Que respostas permitirá dar a execução da próxima LPM às seguintes interrogações:

Passaremos a ter FA capazes de fazer o enquadramento e integração das populações em ações de resistência?

A construção da capacidade militar necessária ao exercício autónomo da Soberania sobre o nosso território teve prioridade sobre as necessidades de financiamento para o empenhamento externo das nossas FA?

Em rigor, não podemos responder afirmativamente.

No último ano do Governo que, retoricamente, se propôs rasgar novos horizontes, a Defesa continua prisioneira dos arquétipos da propaganda belicista e subsiste a existência de uma política que secundariza e desconsidera mesmo a capacidade de autonomamente cuidar da defesa do solo pátrio e dos recursos que devemos preservar para assegurar um legado que suporte a vida das gerações vindouras.

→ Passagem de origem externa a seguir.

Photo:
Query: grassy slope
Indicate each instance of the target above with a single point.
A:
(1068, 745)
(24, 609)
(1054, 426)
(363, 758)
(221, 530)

Dois terços do investimento da proposta da LPM dão continuidade aos programas que vêm de trás e a inovação ficará circunscrita à problemática da Ciberdefesa num registo que pouco acrescentará para além de permitir a algumas empresas faturar explorando o binómio ignorância-receio (mais uma vez pela ausência de uma condição militar para os tempos de hoje e pela insuficiência de quantitativo de homens e qualificações afins).

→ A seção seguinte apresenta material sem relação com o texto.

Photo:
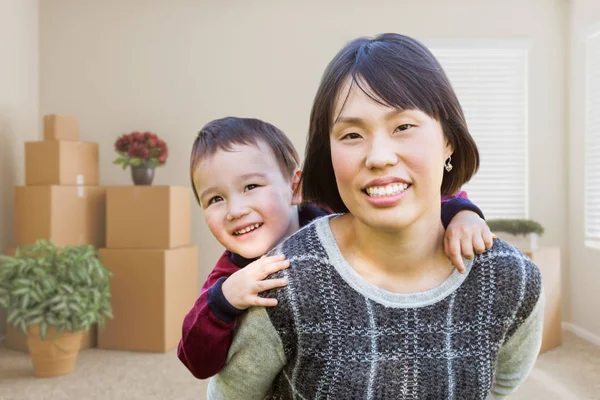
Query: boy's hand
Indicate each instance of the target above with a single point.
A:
(467, 234)
(241, 289)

Nos recônditos da nossa história saibamos identificar e projetar as FA deste tempo em consonância com  as exigências de construção de umas FA de um Portugal Soberano e que em prioridade devem ter

- Dimensionamento e implantação territorial em sintonia com a realidade demográfica, geográfica e económico-industrial do País;

- Implantação territorial do sistema de forças subordinada a critérios de cooperação e complementaridade entre os três ramos;

- Investimento em capacidades e infra estruturas que reconheçam prioridade à construção de um sistema de forças capaz de exercer a Soberania no todo nacional, responder às necessidades de enquadramento e integração das populações em ações de resistência e assegurar a vigilância e intervenção oportuna no nosso espaço aéreo, naval e terrestre.

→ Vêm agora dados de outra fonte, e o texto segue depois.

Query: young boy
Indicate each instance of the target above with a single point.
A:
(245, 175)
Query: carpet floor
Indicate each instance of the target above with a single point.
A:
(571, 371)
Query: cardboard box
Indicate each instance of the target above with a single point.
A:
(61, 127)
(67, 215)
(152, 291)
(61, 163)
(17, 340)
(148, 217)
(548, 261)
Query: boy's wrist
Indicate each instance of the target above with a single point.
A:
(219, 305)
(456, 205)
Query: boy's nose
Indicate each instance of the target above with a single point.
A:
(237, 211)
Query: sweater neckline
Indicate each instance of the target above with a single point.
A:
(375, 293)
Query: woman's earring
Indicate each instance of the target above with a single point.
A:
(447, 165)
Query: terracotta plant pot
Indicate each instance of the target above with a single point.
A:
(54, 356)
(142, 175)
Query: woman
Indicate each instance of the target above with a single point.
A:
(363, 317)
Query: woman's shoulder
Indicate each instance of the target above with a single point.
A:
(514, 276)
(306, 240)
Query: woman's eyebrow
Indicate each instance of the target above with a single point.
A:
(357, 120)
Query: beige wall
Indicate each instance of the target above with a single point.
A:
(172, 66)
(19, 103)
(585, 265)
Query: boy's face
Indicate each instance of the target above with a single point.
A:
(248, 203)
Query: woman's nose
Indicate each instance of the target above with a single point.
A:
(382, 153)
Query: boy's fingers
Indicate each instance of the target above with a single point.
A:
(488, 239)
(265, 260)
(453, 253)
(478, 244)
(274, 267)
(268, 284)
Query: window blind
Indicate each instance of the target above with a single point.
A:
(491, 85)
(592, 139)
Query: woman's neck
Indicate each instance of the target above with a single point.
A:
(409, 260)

Enganem-se aqueles que pensam e concebem as nossas FA como um meme de superpotência.

  • 1. Comissão Parlamentar de Inquérito ao caso de Tancos.
  • 2. No caso os votos do PS – 85, eventualmente 86 se o deputado que solicitou saída do grupo parlamentar com eles votar – serão insuficientes, são necessários mais 31 a 32 votos. Recorde-se que o BE já declarou votar contra pelo que os votos a favor têm de vir, ou do PSD ou dos restantes dois partidos, CDS e PCP, o que é altamente improvável mas não de todo inverosímil se atendermos a que pela primeira vez o PCP se absteve na votação na generalidade.
  • 3. Declarações do Ten-General José Calçada na Comissão Parlamentar de Inquérito – Tancos entre minuto 10 e 12 e ao minuto 16, sobre insuficiências de pessoal no Exército – a maioria das unidades a 30% ou menos, um regimento devia ter 600 homens e hoje terá 90 ou menos. Sobre as dificuldades de recrutamento e retenção escute-se entre o minuto 60 a 70 (em 2019 o Exército deveria incorporar cerca de 10 mil Praças e terá ficado abaixo dos 8 mil).
  • 4. Minuto 179 das Declarações do Gen. Carlos Jerónimo na Comissão Parlamentar de Inquérito - Tancos.
  • 5. José Matos Correia (PSD) "[...]sublinhou que a proposta de LPM deste Governo "reconhece implicitamente" o acerto das decisões tomadas pelo anterior executivo PSD/CDS – pois "dois terços" da LPM são para dar continuidade a programas então aprovados mas onde o PS se absteve aquando da votação da LPM em vigor".
  • 6. Declarações do Gen. Carlos Jerónimo na Comissão Parlamentar de Inquérito - Tancos ao  minuto 175… sobre a presença na RCA e a falta de helicópteros para evacuação médico sanitária… ao referir o que se poderia ter feito em Tancos com esse dinheiro de cancelamento de programas.
  • 7. N.R.: trata-se do plural do latim forum.